# Digital timers suck



## maknwar (Aug 10, 2008)

Am I the only one that hates digital timers? I can't find a decent one that goes off when I want it to. What does everyone else use?


----------



## Wicket_lfe (Aug 21, 2008)

I use a mechanical timer. lol.


----------



## xxbenjamminxx (Aug 8, 2011)

I use the Brinks dual outlet digital timer from Wally World and never have had a problem with it other then it seems to get about 5 minutes fast after 8 months.


----------



## wetworks (Jul 22, 2011)

I use mostly the old Marineland timers, which work flawlessly. I recently added a Coralife Power Center to my setup, and for exactly one minute after the lights come on in the AM and one minute before the lights go off in the PM my T5HO lights (2 fixtures on 2 different tanks) flicker on and off like a strobe. Pretty weird.


----------



## HD Blazingwolf (May 12, 2011)

xxbenjamminxx said:


> I use the Brinks dual outlet digital timer from Wally World and never have had a problem with it other then it seems to get about 5 minutes fast after 8 months.


 
SAME thing works GREAT.. first bank of lights come on and second powerhead with this timer. love it


----------



## Chlorophile (Aug 2, 2011)

I hate mechanical timers they are so clicky... keeps me up at night. It's worse than any noise I've ever heard.. grinding...


----------



## NWA-Planted (Aug 27, 2011)

I use one of the of the Zille power centers (yes for reptiles) but its the EXACT same thing as the coralife style but like 8 bucks cheaper at petsmart go figure. Getting it set can be a PITA at times but once its set I have not had any issues with the timer and lights coming on / off when needed. I did have to get my first one replaced though it got some weird short and the on off got messed up but the company replaced it willingly with no issue so I cant complain.


----------



## Wasserpest (Jun 12, 2003)

There are different brands, some work, some don't. 

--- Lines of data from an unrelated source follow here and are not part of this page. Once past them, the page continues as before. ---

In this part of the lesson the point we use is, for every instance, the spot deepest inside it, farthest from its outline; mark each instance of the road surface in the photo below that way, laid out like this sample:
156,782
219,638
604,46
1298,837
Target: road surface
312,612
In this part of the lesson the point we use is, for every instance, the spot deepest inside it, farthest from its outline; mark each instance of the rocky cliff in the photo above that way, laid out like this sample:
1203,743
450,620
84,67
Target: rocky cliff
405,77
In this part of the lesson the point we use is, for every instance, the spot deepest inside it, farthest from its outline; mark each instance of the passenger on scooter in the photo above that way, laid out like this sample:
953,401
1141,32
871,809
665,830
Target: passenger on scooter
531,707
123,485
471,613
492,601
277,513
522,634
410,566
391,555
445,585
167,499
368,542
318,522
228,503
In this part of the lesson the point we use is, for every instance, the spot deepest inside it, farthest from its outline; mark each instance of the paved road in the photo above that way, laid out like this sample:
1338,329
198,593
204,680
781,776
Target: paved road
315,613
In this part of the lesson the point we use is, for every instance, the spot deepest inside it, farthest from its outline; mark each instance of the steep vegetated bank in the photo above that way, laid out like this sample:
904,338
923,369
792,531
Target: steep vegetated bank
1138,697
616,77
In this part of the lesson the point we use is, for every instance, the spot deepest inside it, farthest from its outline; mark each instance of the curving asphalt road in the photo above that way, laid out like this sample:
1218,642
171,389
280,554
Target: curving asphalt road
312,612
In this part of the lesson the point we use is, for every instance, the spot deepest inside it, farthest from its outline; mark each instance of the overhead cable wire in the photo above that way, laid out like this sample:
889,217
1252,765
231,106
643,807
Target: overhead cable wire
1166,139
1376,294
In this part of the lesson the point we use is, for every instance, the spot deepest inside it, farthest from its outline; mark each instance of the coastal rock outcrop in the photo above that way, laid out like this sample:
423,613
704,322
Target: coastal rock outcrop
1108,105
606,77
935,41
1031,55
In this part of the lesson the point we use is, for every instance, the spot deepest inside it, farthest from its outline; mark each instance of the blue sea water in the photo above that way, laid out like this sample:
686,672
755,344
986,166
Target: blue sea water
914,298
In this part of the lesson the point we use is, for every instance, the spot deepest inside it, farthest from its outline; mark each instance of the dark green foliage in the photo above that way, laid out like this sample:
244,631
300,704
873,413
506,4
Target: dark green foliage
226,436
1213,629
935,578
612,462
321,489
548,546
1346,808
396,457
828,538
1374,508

Some of the really cheap ones are sensitive to electric/magnetic interference, and just don't work when they encounter any. Putting them close to or plugging in fluorescent lights will not be a success story.

Others tend to reset themselves when power fluctuations occur. Yet others don't keep their settings after power outages, even thought the label tells otherwise. Some of the "powercenters" are known to randomly burst into flames.

But for sure there are some that work flawlessly. Difficult to tell which ones work and which ones suck, because the outer hull and brand don't always coincide with the electronics inside. Try the brand(s) mentioned here, and be prepared to pay about $5 more than what you pay for the absolute rock bottom priced (sucky) ones.


----------



## TexasCichlid (Jul 12, 2011)

Can anyone recommend a digital timer that does multiple on/off events a day? Mine are on/off at X times, but won't let me split times like for 4 hours on, 2 off, 4 hours on for the same day.


----------



## NWA-Planted (Aug 27, 2011)

TexasCichlid said:


> Can anyone recommend a digital timer that does multiple on/off events a day? Mine are on/off at X times, but won't let me split times like for 4 hours on, 2 off, 4 hours on for the same day.


I have seen some that have like a cycling setup... but I think its a preset 15 minutes cycle to create "tidal" effects on reef tanks.

For something like that you may be better off with a mechaincal timer that has the little pins you push down to select your times, you can make those do about anything you want.


----------



## fresh.salty (Jul 2, 2010)

xxbenjamminxx said:


> I use the Brinks dual outlet digital timer from Wally World and never have had a problem with it other then it seems to get about 5 minutes fast after 8 months.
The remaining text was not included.